The lowest level in the last two decades was roughly 42% in FY04 and hit the peak value of 149% in December 2007 during the 2003-08 bull run.
During the COVID-19 pandemic, the stock market crashed, and Market capitalization to GDP ratio dropped below 50 levels, which showed the deep undervaluation in the broader market. As the market rebounded, it went back to 68 levels in the month of June 2020. So, the relation can easily be identified.
The two peaks when the Market Cap / GDP ratio crossed the 100% mark represent the two massive peaks of 1999 and 2007. In 1999, the global market crashed when the technology boom came to an end, and the 2007 crash began after the sub-prime crisis broke out, which eventually led to the bankruptcy of Lehman Brothers and brought the entire financial markets to the brink.
In 2017, the markets once neared the 100 marks and the only two occasions when the Market Cap / GDP ratio crossed 100 resulted in huge wealth destruction. That is something the world markets need to be cautious about.
Have you ever thought why the historical average for the US is 100 and India has 75?

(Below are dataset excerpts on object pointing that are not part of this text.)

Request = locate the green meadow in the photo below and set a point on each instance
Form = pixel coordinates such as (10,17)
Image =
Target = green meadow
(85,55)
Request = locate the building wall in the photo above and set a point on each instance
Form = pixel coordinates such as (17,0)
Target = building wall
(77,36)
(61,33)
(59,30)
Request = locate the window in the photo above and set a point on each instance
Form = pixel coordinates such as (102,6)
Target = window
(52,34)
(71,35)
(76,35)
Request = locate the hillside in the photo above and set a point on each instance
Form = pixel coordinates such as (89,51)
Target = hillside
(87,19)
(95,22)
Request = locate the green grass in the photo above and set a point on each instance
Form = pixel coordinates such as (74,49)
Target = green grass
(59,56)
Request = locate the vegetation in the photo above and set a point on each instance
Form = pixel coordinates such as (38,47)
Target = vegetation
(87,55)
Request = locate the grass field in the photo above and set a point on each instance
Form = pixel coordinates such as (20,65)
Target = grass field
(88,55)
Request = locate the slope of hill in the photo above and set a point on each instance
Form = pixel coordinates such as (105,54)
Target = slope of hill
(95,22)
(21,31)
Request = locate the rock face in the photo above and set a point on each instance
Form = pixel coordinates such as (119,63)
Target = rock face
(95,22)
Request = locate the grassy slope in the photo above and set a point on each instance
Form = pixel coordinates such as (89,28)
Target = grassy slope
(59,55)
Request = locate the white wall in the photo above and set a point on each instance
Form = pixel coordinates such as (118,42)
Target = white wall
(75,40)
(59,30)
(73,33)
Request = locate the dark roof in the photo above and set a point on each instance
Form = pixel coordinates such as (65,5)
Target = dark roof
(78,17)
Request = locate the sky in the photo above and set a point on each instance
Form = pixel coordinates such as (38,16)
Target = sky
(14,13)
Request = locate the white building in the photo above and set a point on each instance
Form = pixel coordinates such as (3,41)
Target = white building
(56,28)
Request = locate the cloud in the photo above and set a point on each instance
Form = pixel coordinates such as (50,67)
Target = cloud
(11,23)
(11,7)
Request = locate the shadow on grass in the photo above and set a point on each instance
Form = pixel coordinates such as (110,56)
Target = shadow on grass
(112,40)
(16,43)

That's because the Indian market only captures the value of all the listed companies/stocks in the country, but the Gross Domestic Product is the value of all products and services that include all unlisted private companies, small rural and urban businesses, MSMEs, proprietorship firms, partnerships firms, All government companies, Numerous government departments, etc. So to some extent, the numerator and the denominator are not entirely comparable.
We need to be a little more careful of the absolute numbers in an economy like India, which is still making the big shift towards a more organized mode. Higher Market Cap / GDP may not be a real worry for India!
One more aspect can be added. The market cap / GDP moving higher can also be attributed to the sharp rise in funds collected by IPOs. During fiscal 2017-18 the IPO markets have collected $12.5 billion, and that has added to the market cap without really disturbing the GDP. So, the ratio surged.
Market Cap to GDP ratio is a veritable method of gauging whether the stock markets are overpriced or not. However, Warren Buffett believes that Market Cap to GDP Ratio is one of the best measures of where valuations of the market stand at any given moment.
The best part of the stock market is whether the overall market is bullish or bearish, there will be stocks/sectors/companies which are always having either a bull or a bear phase of its own for some reason.
It's just about how much you are aware of it.